A Simple Introduction to Conjoint Analysis
Each day we experience many “trade-off” scenarios such as “Where should I go to eat?”, “What flight should I choose for my trip?”, and the list goes on and on. Making these trade-offs are very natural and are an everyday aspect of the consumer lifestyle. This is one of the principals that make Conjoint Analysis so valuable. What is Conjoint Analysis? In short, it’s one of the most powerful research techniques. Today we’ll take a deep look at what Conjoint Analysis is, how it works, and share a case study of how Conjoint Analysis was used to optimize pricing strategies.
What is Conjoint Analysis?
Conjoint analysis, aka Trade-off analysis, is a popular research method for predicting how people make complex choices. Conjoint asks people to make tradeoffs just like they do in their daily lives. You can then figure out what elements are driving peoples’ decisions by observing their choices.
One of the leading providers of Conjoint software, which we use extensively, is Sawtooth Software. They recently released a video explaining how Conjoint Analysis works. The video is worth your time. Trust me.
Conjoint Analysis Case Study – Optimizing Pricing Strategy
There are numerous applications of Conjoint Analysis but today we will focus on optimizing pricing strategy. We recently worked with a municipal owned utility, SMUD (Sacramento Municipal Utility District), on getting more people to enroll in their Green programs. Before we get to how SMUD used Conjoint Analysis to optimize pricing, it’s important to share some of the background steps to help frame the case study.
First we tried to better understand how people felt about Green programs and their deeper motivations/needs using an online brainstorming tool. We took what we learned from the online brainstorming session and overlaid it with the details about the SMUD Green program.
This is where Conjoint Analysis came into play….
Using Sawtooth’s Conjoint software we tested 7 attributes and 29 messages/levels to identify the optimal Green program. Think of attributes as “buckets” or individual parts of an offer. For example, “price” is an attribute. Underneath the attribute of “price” are multiple options or levels. If you’re trying to identify the optimal price point, you would include various prices in your “levels” ($1, $5, $20, $50, etc…)

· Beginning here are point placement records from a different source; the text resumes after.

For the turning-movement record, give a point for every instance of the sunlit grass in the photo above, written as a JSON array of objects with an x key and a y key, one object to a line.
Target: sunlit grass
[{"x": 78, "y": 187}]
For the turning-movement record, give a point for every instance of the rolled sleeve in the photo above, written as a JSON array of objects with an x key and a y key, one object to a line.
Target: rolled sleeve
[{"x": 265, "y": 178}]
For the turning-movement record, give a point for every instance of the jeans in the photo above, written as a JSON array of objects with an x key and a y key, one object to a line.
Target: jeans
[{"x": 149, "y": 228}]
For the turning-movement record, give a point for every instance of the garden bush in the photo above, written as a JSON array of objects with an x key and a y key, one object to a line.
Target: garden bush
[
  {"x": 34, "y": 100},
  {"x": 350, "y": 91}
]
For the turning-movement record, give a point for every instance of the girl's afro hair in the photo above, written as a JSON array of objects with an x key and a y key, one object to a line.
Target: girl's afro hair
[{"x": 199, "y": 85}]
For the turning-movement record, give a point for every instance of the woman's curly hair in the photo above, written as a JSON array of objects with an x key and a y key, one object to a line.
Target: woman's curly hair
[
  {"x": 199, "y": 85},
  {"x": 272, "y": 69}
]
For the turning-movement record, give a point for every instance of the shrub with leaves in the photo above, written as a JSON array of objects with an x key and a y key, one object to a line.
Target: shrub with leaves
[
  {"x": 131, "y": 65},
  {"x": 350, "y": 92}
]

The results showed the attributes that had the greatest impact on participation in SMUD’s Green program. By analyzing the data we were able to identify the different price points that would maximize both participation and revenue.
Using Conjoint Analysis, SMUD accomplished 3 big things:
- Identified the areas their current Green program was lacking
- Identified the attributes of their Green program that have the greatest impact on participation
- Identified the optimal mix of attributes that drive the highest rate of participation and revenue.